Погоди! Старое он читал раньше. А когда успел новое?

Ты у него сам спроси!

Мне не пришлось спрашивать Сергея. Вскоре я встретил его на Б. Никитской, идет - веселый.

Ты чего это, Сережа?

Есенин рассказал, что члены артели художников слова настаивали на том, чтоб он ежедневно дежурил по несколько часов за прилавком. Сергею это было не по душе и, выбрав какую-нибудь интересную книгу, он влезал по лестнице наверх, усаживался на широкой перекладине и читал. Но было известно, что многие покупатели и покупательницы заходят в лавку не только с целью купить что-нибудь, но еще и поглазеть на Есенина, взять у него автограф, а иногда попросить прочесть их вирши и сказать свое мнение.
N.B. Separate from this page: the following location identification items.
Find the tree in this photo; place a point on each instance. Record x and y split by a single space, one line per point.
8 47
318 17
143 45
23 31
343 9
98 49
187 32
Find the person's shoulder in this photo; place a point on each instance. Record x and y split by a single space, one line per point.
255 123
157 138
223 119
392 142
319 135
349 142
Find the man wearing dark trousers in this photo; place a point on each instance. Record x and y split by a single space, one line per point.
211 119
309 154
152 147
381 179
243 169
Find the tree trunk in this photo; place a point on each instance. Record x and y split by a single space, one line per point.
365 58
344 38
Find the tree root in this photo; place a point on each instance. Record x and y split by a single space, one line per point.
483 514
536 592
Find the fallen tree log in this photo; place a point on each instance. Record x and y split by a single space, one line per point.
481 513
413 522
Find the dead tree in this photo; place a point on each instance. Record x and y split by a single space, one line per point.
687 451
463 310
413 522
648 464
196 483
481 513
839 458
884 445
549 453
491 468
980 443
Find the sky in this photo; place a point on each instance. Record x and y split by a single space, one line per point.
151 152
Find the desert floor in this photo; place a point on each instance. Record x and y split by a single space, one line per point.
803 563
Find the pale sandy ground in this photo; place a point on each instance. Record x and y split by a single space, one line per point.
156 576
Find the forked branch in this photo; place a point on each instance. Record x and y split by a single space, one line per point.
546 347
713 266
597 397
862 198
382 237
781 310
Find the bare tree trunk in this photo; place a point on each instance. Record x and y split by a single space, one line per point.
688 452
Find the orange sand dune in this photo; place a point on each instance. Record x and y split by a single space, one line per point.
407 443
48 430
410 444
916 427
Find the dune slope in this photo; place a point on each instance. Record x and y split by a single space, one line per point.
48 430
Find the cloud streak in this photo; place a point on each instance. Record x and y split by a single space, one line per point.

Если поэт сидел где-то под потолком, то снаружи в окно никто его не видел и в лавку не заходил. Или появлялся для того, чтобы справиться, когда торгует Есенин. Члены артели насели на него, и он нет-нет да становился за прилавок и отпускал книги.

Понимаешь, - рассказывал он, - стало мне невмоготу; Утром хорошую книгу купим, к вечеру обязательно продадим, а прочитать ее вот как надо, - и он приложил правую руку ребром ладони к горлу. - Думал я, как избавиться от такой напасти, и удумал.- В глазах Сергея.заблестели голубые огоньки. - Пришла широкая дама в хивинках. Нет ли у вас романов Боборыкина? - Да как вам не совестно читать Боборыкина, говорю. У него же одна вода и та мутная! Она на дыбы! Как это так? У Боборыкина чудный роман «Китай-город»! Может быть, Китай-город ничего, а остальные - дрянь! Кстати, «Китай-города» у нас нет! Она повернулась, ушла и хлопнула дверью.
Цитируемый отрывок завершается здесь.